Die Brüder Humboldt im TV-Porträt : Freie Radikale

„Die Brüder Humboldt und ihr Forum“: Eine ZDF-Dokumentation von Carola Wedel

Genius loci. Dreharbeiten mit den Experten Bénédicte Savoy und David Blankenstein vor der Humboldt-Universität.
Genius loci. Dreharbeiten mit den Experten Bénédicte Savoy und David Blankenstein vor der Humboldt-Universität.Foto: ZDF und Alina Rapoport

Sie sind das Beste, das Preußen hervorgebracht hat. Und sie haben sich mit ihrer Heimat schwergetan, suchten die Weite. Wilhelm von Humboldt, geboren 1767, war Diplomat, Kulturpolitiker und dann aber vor allem Privatgelehrter. Alexander, zwei Jahre jünger, trieb die unstillbare Neugier nach Amerika und Russland, wohnte Jahrzehnte in Paris. Seine Schriften erleben gerade jetzt eine Renaissance. Er war Vordenker und Kritiker der Globalisierung, verband Wissenschaft und Poesie. Was Alexander von Humboldt anfasste, hatte anschaulich zu sein, er kämpfte für eine sinnliche Forschung.

In der Mitte Berlins entsteht ein Riesenbauwerk, das ihren Namen trägt. Das Humboldt-Forum ist geplant als Ort der kulturellen Begegnung, ein Museum neuen Typs, dort soll auch die Geschichte der Humboldts eine Rolle spielen. Im Zuge ihrer Langzeitdokumentation zur Berliner Museumsinsel hat sich Carola Wedel auf ihre Spuren begeben. Ihr Film „Die Brüder Humboldt und ihr Forum“ skizziert den Weg von Tegel, wo Alexander und Wilhelm aufgewachsen sind, hinaus in andere Länder, auf andere Kontinente.
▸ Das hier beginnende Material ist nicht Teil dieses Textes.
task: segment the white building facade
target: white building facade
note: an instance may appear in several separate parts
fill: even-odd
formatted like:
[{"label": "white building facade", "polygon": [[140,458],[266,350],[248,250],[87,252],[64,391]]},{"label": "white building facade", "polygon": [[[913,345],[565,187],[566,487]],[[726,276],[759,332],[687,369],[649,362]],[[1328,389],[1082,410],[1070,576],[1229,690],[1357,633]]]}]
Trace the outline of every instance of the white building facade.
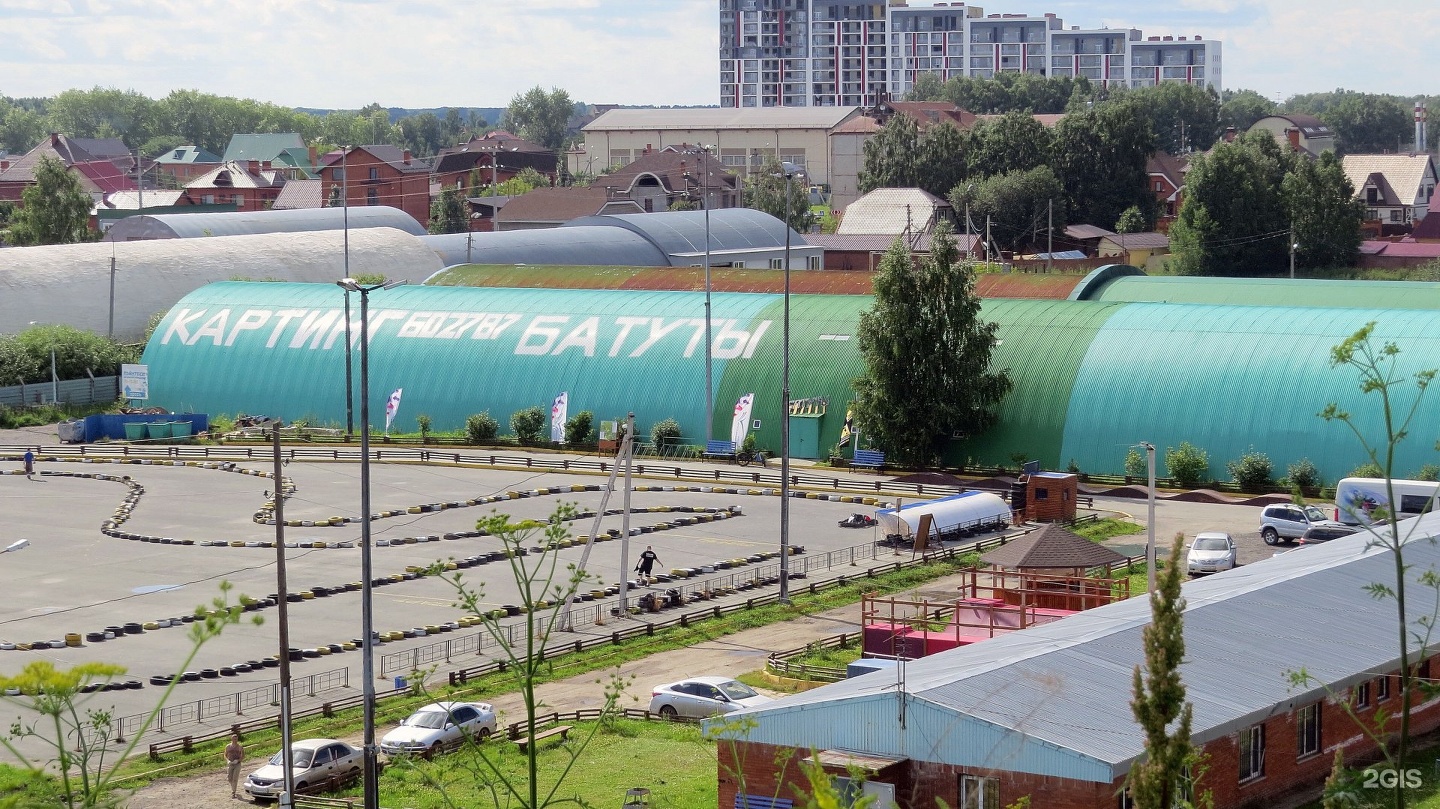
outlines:
[{"label": "white building facade", "polygon": [[964,3],[720,0],[720,106],[845,107],[898,99],[919,76],[1084,76],[1106,86],[1220,84],[1220,42],[1067,28],[1054,14]]}]

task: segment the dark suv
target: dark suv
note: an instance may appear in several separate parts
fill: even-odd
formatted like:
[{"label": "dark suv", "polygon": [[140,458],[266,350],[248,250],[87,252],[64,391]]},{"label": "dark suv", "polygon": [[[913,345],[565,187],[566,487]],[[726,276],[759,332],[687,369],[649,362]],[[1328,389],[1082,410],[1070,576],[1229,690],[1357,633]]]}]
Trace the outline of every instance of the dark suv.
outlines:
[{"label": "dark suv", "polygon": [[1260,538],[1266,545],[1299,539],[1314,526],[1339,526],[1315,506],[1276,503],[1260,512]]}]

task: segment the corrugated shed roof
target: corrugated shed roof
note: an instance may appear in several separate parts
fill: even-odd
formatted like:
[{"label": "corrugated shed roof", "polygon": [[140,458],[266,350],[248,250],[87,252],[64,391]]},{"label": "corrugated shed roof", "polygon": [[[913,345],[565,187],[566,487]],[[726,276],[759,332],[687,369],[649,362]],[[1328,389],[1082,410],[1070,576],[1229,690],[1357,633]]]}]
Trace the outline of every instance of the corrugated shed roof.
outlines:
[{"label": "corrugated shed roof", "polygon": [[135,187],[135,181],[129,175],[122,173],[109,160],[87,160],[84,163],[73,163],[70,170],[83,175],[85,179],[94,183],[101,194],[125,191]]},{"label": "corrugated shed roof", "polygon": [[696,107],[608,110],[585,132],[629,129],[833,129],[859,107]]},{"label": "corrugated shed roof", "polygon": [[[0,261],[0,332],[18,332],[32,320],[103,331],[112,255],[123,279],[115,286],[115,336],[135,340],[156,312],[213,281],[283,279],[334,287],[345,275],[342,241],[340,232],[324,231],[7,248]],[[435,254],[407,233],[350,231],[353,275],[418,279],[439,268]]]},{"label": "corrugated shed roof", "polygon": [[56,134],[40,141],[0,172],[0,182],[35,182],[35,166],[40,158],[47,155],[59,159],[66,166],[93,160],[125,162],[131,159],[130,150],[118,138],[72,138]]},{"label": "corrugated shed roof", "polygon": [[1117,233],[1100,240],[1102,244],[1113,244],[1122,250],[1163,250],[1170,247],[1170,237],[1164,233]]},{"label": "corrugated shed roof", "polygon": [[305,139],[298,132],[242,133],[230,136],[221,160],[274,160],[286,149],[304,149]]},{"label": "corrugated shed roof", "polygon": [[[139,191],[114,191],[105,196],[105,206],[119,211],[140,210]],[[162,208],[168,205],[178,205],[185,198],[184,191],[160,191],[155,188],[145,189],[145,207]]]},{"label": "corrugated shed roof", "polygon": [[285,184],[279,172],[250,172],[248,163],[226,161],[185,184],[186,188],[274,188]]},{"label": "corrugated shed roof", "polygon": [[980,561],[987,565],[1020,570],[1037,567],[1100,567],[1123,562],[1125,557],[1064,526],[1050,523],[986,552],[980,557]]},{"label": "corrugated shed roof", "polygon": [[[1428,204],[1425,186],[1435,185],[1435,163],[1429,154],[1347,154],[1344,158],[1345,176],[1355,187],[1357,198],[1371,175],[1380,175],[1389,184],[1395,205]],[[1387,195],[1388,196],[1388,195]]]},{"label": "corrugated shed roof", "polygon": [[[509,210],[507,206],[504,213]],[[567,223],[567,227],[591,225],[609,225],[633,230],[649,239],[668,256],[688,256],[705,252],[707,229],[704,211],[587,216]],[[710,251],[713,254],[784,247],[785,232],[789,229],[784,222],[764,211],[753,208],[716,208],[710,211],[708,230]],[[805,247],[805,237],[790,230],[790,246]]]},{"label": "corrugated shed roof", "polygon": [[1440,244],[1435,242],[1389,242],[1380,251],[1382,256],[1406,258],[1440,258]]},{"label": "corrugated shed roof", "polygon": [[[1390,244],[1390,243],[1387,243]],[[1440,310],[1440,283],[1431,281],[1332,281],[1289,278],[1202,278],[1135,275],[1113,278],[1089,300],[1337,306]]]},{"label": "corrugated shed roof", "polygon": [[[871,280],[868,272],[796,270],[790,273],[790,290],[797,295],[869,295]],[[705,272],[699,267],[636,269],[603,266],[469,266],[446,269],[426,283],[477,287],[699,292],[705,289]],[[785,290],[785,273],[781,270],[716,267],[710,271],[710,288],[715,292],[780,294]]]},{"label": "corrugated shed roof", "polygon": [[[512,197],[500,209],[500,222],[544,222],[560,225],[582,216],[593,216],[610,202],[603,188],[559,186],[536,188]],[[640,206],[630,203],[636,210]]]},{"label": "corrugated shed roof", "polygon": [[[325,193],[320,180],[290,180],[270,205],[274,211],[325,207]],[[369,206],[366,206],[369,207]]]},{"label": "corrugated shed roof", "polygon": [[843,236],[897,236],[925,230],[950,203],[920,188],[877,188],[845,206],[835,232]]},{"label": "corrugated shed roof", "polygon": [[[1420,536],[1440,532],[1440,515],[1419,523]],[[1289,671],[1303,667],[1343,689],[1395,667],[1394,607],[1366,589],[1392,580],[1394,561],[1367,539],[1344,537],[1184,585],[1180,670],[1198,742],[1325,698],[1319,688],[1291,686]],[[1414,607],[1428,609],[1415,593],[1424,591],[1421,571],[1440,563],[1440,546],[1412,542],[1411,560]],[[1306,620],[1274,620],[1299,603]],[[1148,600],[1132,598],[907,663],[898,690],[919,716],[904,727],[897,675],[887,671],[727,717],[746,720],[744,731],[716,729],[752,742],[1113,781],[1144,750],[1128,683],[1143,662],[1149,620]],[[1266,630],[1235,632],[1245,626]],[[932,724],[949,730],[936,734]],[[868,743],[853,743],[862,736]]]},{"label": "corrugated shed roof", "polygon": [[1067,225],[1065,227],[1065,235],[1072,239],[1080,239],[1083,241],[1085,239],[1103,239],[1106,236],[1114,236],[1115,232],[1094,225]]},{"label": "corrugated shed roof", "polygon": [[201,149],[199,146],[176,146],[174,149],[155,158],[156,163],[219,163],[220,157]]},{"label": "corrugated shed roof", "polygon": [[666,192],[684,193],[687,190],[699,197],[708,183],[711,194],[734,190],[739,178],[731,174],[719,160],[707,154],[686,154],[668,149],[641,155],[609,174],[602,174],[590,182],[594,188],[609,188],[630,192],[642,179],[650,178]]},{"label": "corrugated shed roof", "polygon": [[[348,219],[348,225],[347,220]],[[421,236],[425,229],[410,214],[387,205],[302,208],[269,211],[218,211],[131,216],[110,228],[105,241],[135,239],[198,239],[257,233],[299,233],[323,230],[394,228]],[[439,269],[436,267],[435,269]]]}]

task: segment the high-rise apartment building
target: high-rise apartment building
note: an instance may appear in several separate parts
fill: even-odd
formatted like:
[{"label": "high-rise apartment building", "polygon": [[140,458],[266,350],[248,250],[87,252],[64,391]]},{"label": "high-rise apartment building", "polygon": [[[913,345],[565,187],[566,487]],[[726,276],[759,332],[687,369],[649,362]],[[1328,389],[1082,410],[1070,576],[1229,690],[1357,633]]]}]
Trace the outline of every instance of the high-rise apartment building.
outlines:
[{"label": "high-rise apartment building", "polygon": [[1220,42],[1067,28],[1054,14],[964,3],[720,0],[720,106],[843,107],[900,98],[924,73],[1084,76],[1220,89]]}]

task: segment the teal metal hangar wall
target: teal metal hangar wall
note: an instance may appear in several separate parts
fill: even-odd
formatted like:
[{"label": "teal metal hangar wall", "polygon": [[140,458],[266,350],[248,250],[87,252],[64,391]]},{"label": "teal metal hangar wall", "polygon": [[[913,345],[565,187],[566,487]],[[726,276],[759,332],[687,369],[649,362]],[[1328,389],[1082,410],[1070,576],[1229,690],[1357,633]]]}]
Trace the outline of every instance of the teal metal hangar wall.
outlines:
[{"label": "teal metal hangar wall", "polygon": [[[781,297],[713,298],[710,434],[728,438],[735,401],[754,393],[757,438],[778,449]],[[435,429],[452,430],[484,410],[508,432],[511,413],[548,408],[567,391],[571,414],[589,410],[598,420],[633,410],[646,433],[673,417],[688,442],[705,438],[700,293],[404,286],[370,300],[377,427],[396,388],[404,397],[395,429],[404,432],[415,431],[422,413]],[[839,439],[850,382],[862,369],[856,323],[870,300],[792,296],[791,396],[828,402],[806,424],[818,438],[802,457],[823,456]],[[192,292],[146,347],[151,403],[343,425],[342,305],[341,291],[326,284],[222,283]],[[353,295],[352,306],[358,343]],[[1048,468],[1073,461],[1118,472],[1138,442],[1163,449],[1190,441],[1209,453],[1221,479],[1226,461],[1253,447],[1278,472],[1308,457],[1335,480],[1362,462],[1361,448],[1317,414],[1336,402],[1367,436],[1383,434],[1383,425],[1355,373],[1330,367],[1330,347],[1375,321],[1377,339],[1402,348],[1401,375],[1440,356],[1440,312],[1431,310],[992,299],[983,311],[998,325],[995,361],[1015,389],[1000,424],[955,442],[950,463],[1011,463],[1023,454]],[[358,409],[357,398],[357,423]],[[1431,396],[1402,446],[1403,474],[1436,460],[1437,424],[1440,397]]]}]

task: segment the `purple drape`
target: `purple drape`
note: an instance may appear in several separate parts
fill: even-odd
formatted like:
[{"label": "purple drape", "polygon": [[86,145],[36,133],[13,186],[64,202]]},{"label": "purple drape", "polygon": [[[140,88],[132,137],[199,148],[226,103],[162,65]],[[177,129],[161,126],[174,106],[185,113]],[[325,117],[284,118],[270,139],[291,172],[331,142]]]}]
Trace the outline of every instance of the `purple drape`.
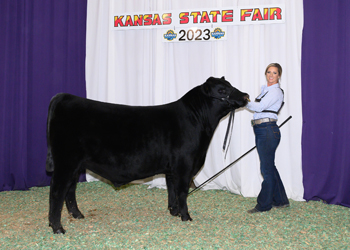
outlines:
[{"label": "purple drape", "polygon": [[49,184],[50,99],[86,96],[86,10],[87,0],[0,1],[0,191]]},{"label": "purple drape", "polygon": [[304,0],[304,198],[350,207],[350,1]]}]

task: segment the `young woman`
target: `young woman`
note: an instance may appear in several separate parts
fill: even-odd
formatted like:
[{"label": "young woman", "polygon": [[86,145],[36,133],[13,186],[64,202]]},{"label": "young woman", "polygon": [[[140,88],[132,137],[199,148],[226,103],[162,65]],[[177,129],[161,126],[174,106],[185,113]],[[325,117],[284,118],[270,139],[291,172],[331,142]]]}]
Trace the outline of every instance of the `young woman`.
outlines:
[{"label": "young woman", "polygon": [[281,140],[276,124],[277,114],[283,105],[284,97],[279,86],[281,75],[281,65],[269,64],[265,70],[267,84],[261,88],[261,94],[255,102],[249,102],[246,106],[254,111],[252,126],[260,159],[260,171],[264,178],[257,198],[258,204],[248,210],[248,213],[269,211],[272,207],[289,207],[282,180],[275,166],[275,152]]}]

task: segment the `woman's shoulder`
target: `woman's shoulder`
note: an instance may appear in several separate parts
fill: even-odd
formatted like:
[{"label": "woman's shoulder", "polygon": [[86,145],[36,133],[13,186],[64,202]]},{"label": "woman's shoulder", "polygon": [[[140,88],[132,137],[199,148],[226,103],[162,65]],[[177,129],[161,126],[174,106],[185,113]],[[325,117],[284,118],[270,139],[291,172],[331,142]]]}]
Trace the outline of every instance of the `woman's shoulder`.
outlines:
[{"label": "woman's shoulder", "polygon": [[275,91],[275,92],[279,92],[279,91],[282,91],[283,90],[281,89],[280,85],[277,83],[277,84],[274,84],[272,86],[269,86],[269,91]]},{"label": "woman's shoulder", "polygon": [[[276,84],[277,85],[277,84]],[[272,88],[271,88],[272,87]],[[270,86],[269,87],[270,89],[269,89],[269,93],[271,94],[271,95],[284,95],[284,92],[283,92],[283,90],[277,85],[277,86]]]}]

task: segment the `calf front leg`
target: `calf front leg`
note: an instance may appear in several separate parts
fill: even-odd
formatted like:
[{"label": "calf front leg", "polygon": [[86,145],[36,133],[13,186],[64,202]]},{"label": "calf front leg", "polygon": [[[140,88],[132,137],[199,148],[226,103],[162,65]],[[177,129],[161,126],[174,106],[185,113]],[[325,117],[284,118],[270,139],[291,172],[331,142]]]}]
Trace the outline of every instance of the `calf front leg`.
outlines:
[{"label": "calf front leg", "polygon": [[181,217],[182,221],[192,221],[192,218],[190,214],[188,213],[188,207],[187,207],[187,195],[190,185],[190,180],[192,178],[184,178],[179,179],[176,186],[176,197],[179,207],[179,215]]},{"label": "calf front leg", "polygon": [[188,213],[188,207],[187,207],[187,195],[188,195],[188,188],[185,191],[180,191],[178,197],[179,197],[179,210],[180,210],[180,216],[182,221],[192,221],[192,218],[190,214]]},{"label": "calf front leg", "polygon": [[175,186],[172,174],[165,175],[168,190],[168,209],[173,216],[179,216],[179,204],[175,193]]}]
Die Berliner Wissenschaftler Bénédicte Savoy und David Blankenstein sind Wedels Kronzeugen und Scouts; sie haben die Humboldt-Forschung stark belebt und bereiten für 2019 eine Humboldt-Ausstellung für das Deutsche Historische Museum vor.

In Paris fühlte sich Alexander von Humboldt zu Hause

Ihre Fernseh-Reise geht nach Freiberg, wo Alexander seine Bergbaukenntnisse erwarb, die ihm in Südamerika so sehr von Nutzen waren, natürlich nach Paris – damals die kulturelle und wissenschaftliche Hauptstadt der Welt, hier fühlte sich Alexander zu Hause. Die Humboldt-Forscher Ottmar Ette und Jürgen Trabant kommen zu Wort, und wo es keine Bilder gibt, greift Wedel auf Szenen aus Rainer Simons Spielfilm „Die Besteigung des Chimborazo“ (1989) mit Jan Josef Liefers als Alexander von Humboldt zurück. Seine Homosexualität wird angedeutet.

Es ist nicht zu schaffen, in einer Dreiviertelstunde die Stationen dieser zwei überreichen Biografien auch nur zu streifen. Wedel sucht Anknüpfungspunkte für die Arbeit des Humboldt-Forums und stößt dabei auf Wilhelms Begeisterung für das Baskenland, ein eher unbekanntes Kapitel. Bei den Basken studierte er Sprache und Kultur und entdeckte dort frühe demokratische Ideen, mit einem starken Sinn für Autonomie. Der Drang nach Freiheit, geistig wie physisch – das verbindet die beiden preußischen Weltentdecker, bei denen es selbst noch viel zu entdecken gibt. Rüdiger Schaper

„Die Brüder Humboldt und ihr Forum“, 3sat, Samstag, 22 Uhr, ZDF, Sonntag, 0 Uhr 25. Der Beitrag steht ab Samstagmorgen in den Mediatheken von 3sat und ZDF zur Verfügung.